On comprend mieux, dès lors, que la compassion humaniste de nos merveilleuses « démocraties » soit à géométrie variable. Les Etats-Unis n’ont jamais émis la moindre réserve à l’égard de leur ami, le dictateur cubain Fulgencio Batista, et de ses pratiques répressives, mais ils ont déchaîné leur propagande contre Cuba le jour où le gouvernement révolutionnaire de Fidel Castro a décidé de nationaliser les actifs des compagnies américaines installées sur le sol national. La « liberté », pour Washington, c’est le droit de ses propres compagnies à encaisser indéfiniment les profits de l’exploitation économique d’un petit pays de la Caraïbe. Manifestement, la « liberté » n’est pas le droit d’une nation à défendre sa souveraineté et à promouvoir son développement.

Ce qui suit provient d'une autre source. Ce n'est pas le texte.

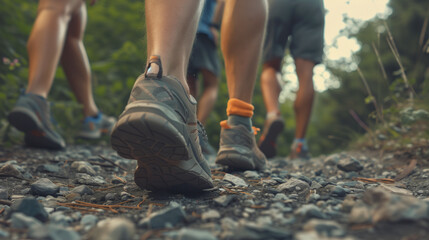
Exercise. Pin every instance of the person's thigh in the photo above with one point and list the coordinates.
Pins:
(63, 7)
(278, 29)
(308, 30)
(204, 56)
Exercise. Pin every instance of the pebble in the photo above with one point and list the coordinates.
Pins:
(251, 174)
(44, 187)
(20, 220)
(88, 221)
(310, 211)
(113, 229)
(210, 215)
(236, 181)
(224, 200)
(190, 234)
(349, 164)
(52, 232)
(325, 228)
(168, 217)
(30, 207)
(82, 190)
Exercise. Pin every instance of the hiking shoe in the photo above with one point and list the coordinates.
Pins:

Si les dirigeants des Etats-Unis, aujourd’hui, tentent de déstabiliser la Chine, ce n’est pas parce qu’il y a des « millions de Ouïghours » dans des camps de concentration. Ils savent très bien que c’est une fable grotesque, analogue à l’attaque des vedettes nord-vietnamiennes, aux armes de destruction massive de Saddam Hussein, aux couveuses de Koweit-City, aux tueries imaginaires de Kadhafi et aux crimes chimiques de Bachar Al-Assad. Le droit-de-l’hommisme made in CIA est une formidable usine à mensonges, acharnée à occuper le quantum de cerveau disponible des téléspectateurs occidentaux pour justifier ses opérations prédatrices, avec le concours d’ONG trop heureuses d’apporter leurs boules de neige à cette avalanche de calomnies qui s’abat sur les pays qui osent résister à l’hégémonisme occidental.
Si Washington veut en découdre avec la Chine, donc, ce n’est pas parce que les Chinois sont opprimés par une abominable dictature et qu’ils rêvent secrètement de connaître le bonheur de vivre à l’américaine, avec fusillades dans les collèges, discrimination raciale, mafias en tout genre et soupes populaires. C’est, tout simplement, parce que ce pays est attaché à sa souveraineté, qu’il est doté d’un système performant, que ses dirigeants en ont fait la première puissance de la planète et que les perspectives de profit de l’oligarchie financière mondialisée dont le quartier général est à Wall Street, dans ces conditions, tendent sérieusement à s’amenuiser au même rythme que l’espoir, pour les Etats-Unis, de préserver une hégémonie vacillante.
On ne s’en étonnera pas, bien sûr, mais que les Chinois aient sorti de la pauvreté 700 millions de personnes en 20 ans n’intéresse guère les belles âmes du droit-de-l’hommisme occidental. Brillant théoricien du néolibéralisme, Friedrich Hayek estimait que les droits sociaux inscrits dans la Déclaration universelle des droits de l’homme de 1948 étaient une abomination. Ces droits à la vie, au travail, à la santé ou à l’éducation ont pourtant le double mérite d’être véritablement universels dans leur définition et de correspondre à des possibilités concrètes dès lors que les Etats leur offrent un contenu. Contrairement à la Déclaration de 1789, celle de 1948 traduisait en effet un rapport de forces entre bourgeoisie et classes populaires issu du pacte social scellé à la Libération et favorisé par l’effondrement du libéralisme.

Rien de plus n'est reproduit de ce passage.